By 1592 Shakespeare had become a member of an acting company of recognized reputation and was actually engaged in writing plays or patching up old plays for his fellow actors. We have a contemporary record to prove that his success thus early had inspired jealousy among his fellow playwrights. Robert Greene (d. September, 1592) refers to “an upstart Crow, beautified with our feathers, that with his Tygers heart wrapt in a Players hide, supposes he is as well able to bumbast out a blanke verse as the best of you; and being an absolute Johannes Factotum, is in his conceit the only Shakescene in a countrie ..." The expression “Tygers heart," etc., occurs in The True Tragedie of Richard Duke of Yorke and in 3 Henry VI. The point of the attack on Shakespeare (alluded to in Johannes Factotum and Shakescene) lies in the reference to his being used to work over old plays for his company. · From this period his progress was rapid. In 1594 he and his company played before the queen; the dedication of his poems Venus and Adonis and The Rape of Lucrece shows that he had come under the patronage of the Earl of Southampton; bis acting company became in 1594 the Lord Chamberlain's Company, and later, in 1603, His Majesty's Company; and from 1595 on a steady stream of pirated editions of his plays and poems, and in some cases of plays or poems never written by him, testifies to his popularity. Numerous contemporary references support the evidence just mentioned. For example, Francis Meres in his Wit's Treasury (Palladis Tamia, 1598) wrote:“... the sweete wittie soule of Ovid lives in mellifluous and honey-tongued Shakespeare; witness his Venus and Adonis, his Lucrece, his sugred Sonnets among his private friends, etc. As Plautus and Seneca are accounted the best for comedy and tragedy among the Latines, so Shakespeare among the English is the most excellent in both kinds for the stage. ..."
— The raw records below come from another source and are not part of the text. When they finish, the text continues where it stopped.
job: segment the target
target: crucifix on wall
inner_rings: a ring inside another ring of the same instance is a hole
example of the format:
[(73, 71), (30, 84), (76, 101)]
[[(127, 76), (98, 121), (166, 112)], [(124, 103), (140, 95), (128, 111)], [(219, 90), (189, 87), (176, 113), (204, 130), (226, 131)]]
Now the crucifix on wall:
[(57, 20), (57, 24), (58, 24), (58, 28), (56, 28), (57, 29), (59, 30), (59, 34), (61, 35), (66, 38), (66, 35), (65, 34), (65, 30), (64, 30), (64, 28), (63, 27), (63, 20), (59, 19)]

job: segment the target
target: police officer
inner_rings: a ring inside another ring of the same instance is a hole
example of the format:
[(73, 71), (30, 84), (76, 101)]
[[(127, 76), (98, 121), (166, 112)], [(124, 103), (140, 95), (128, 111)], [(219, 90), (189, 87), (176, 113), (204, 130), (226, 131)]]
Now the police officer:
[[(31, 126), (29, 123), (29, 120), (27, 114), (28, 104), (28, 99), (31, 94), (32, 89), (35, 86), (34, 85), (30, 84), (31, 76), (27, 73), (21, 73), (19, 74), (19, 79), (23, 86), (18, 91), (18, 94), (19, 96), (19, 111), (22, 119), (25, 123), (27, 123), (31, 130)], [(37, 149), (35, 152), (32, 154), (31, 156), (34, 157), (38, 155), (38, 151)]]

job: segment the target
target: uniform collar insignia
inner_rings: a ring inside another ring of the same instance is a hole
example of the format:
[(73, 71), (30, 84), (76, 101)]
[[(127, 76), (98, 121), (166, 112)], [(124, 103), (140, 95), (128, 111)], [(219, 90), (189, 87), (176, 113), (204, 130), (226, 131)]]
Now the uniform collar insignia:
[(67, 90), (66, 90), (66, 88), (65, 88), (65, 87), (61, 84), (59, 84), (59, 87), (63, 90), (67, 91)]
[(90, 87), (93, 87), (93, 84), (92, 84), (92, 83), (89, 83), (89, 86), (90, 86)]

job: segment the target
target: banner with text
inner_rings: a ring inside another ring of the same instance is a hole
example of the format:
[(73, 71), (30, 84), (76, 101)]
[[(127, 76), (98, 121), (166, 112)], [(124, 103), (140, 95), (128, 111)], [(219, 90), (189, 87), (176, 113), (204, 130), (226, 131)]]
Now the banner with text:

It is probable that in the years of Shakespeare's success his thoughts often turned back to his boyhood home. His father's affairs had become more and more involved. The records show that John Shakespeare was deeply in debt and was sued in the courts on various occasions. Even before Shakespeare had left Stratford for London, his father had lost by the foreclosure of mortgages certain farms in the near-by villages of Snitterfield and Ashbies, and by the beginning of 1586 he had no property which could be attached for debt. Suddenly, in 1596, the lawsuits stopped, so that we are led to believe that the successful son in London went to his father's aid. This deduction is further supported by the known fact that in the same year the father applied to the College of Heralds for the grant of a coat of arms. Three years later, 1599, an application for an "exemplification” of the Shakespeare coat of arms was successful, and John Shakespeare became John Shakespeare, Gent., bestowing, of course, the same distinction on his son.

The researches of Professor Charles William Wallace have unearthed from the documents in the Public Record Office of London a number of papers bearing on a lawsuit in which Christopher Mountjoy, Shakespeare's landlord in London, was defendant and Shakespeare himself a witness. From these papers we learn that Shakespeare boarded with the Mountjoys within five minutes' walk of St. Paul's Cathedral in a highly respectable neighborhood during the years (about 1598 to 1604) when he wrote his greatest plays.

Evidence of Shakespeare's prosperity during this period, in fact during his whole life from 1594 on, is not lacking. Besides his income as an actor and a playwright, he was, from about 1599, a shareholder in the Blackfriars Theater and in the Globe Theater. These investments were very profitable, probably amounting to as much as five hundred pounds a year. The

1 Cf. Shakespeare Allusion Book. J. Munro, Editor. London, 1909.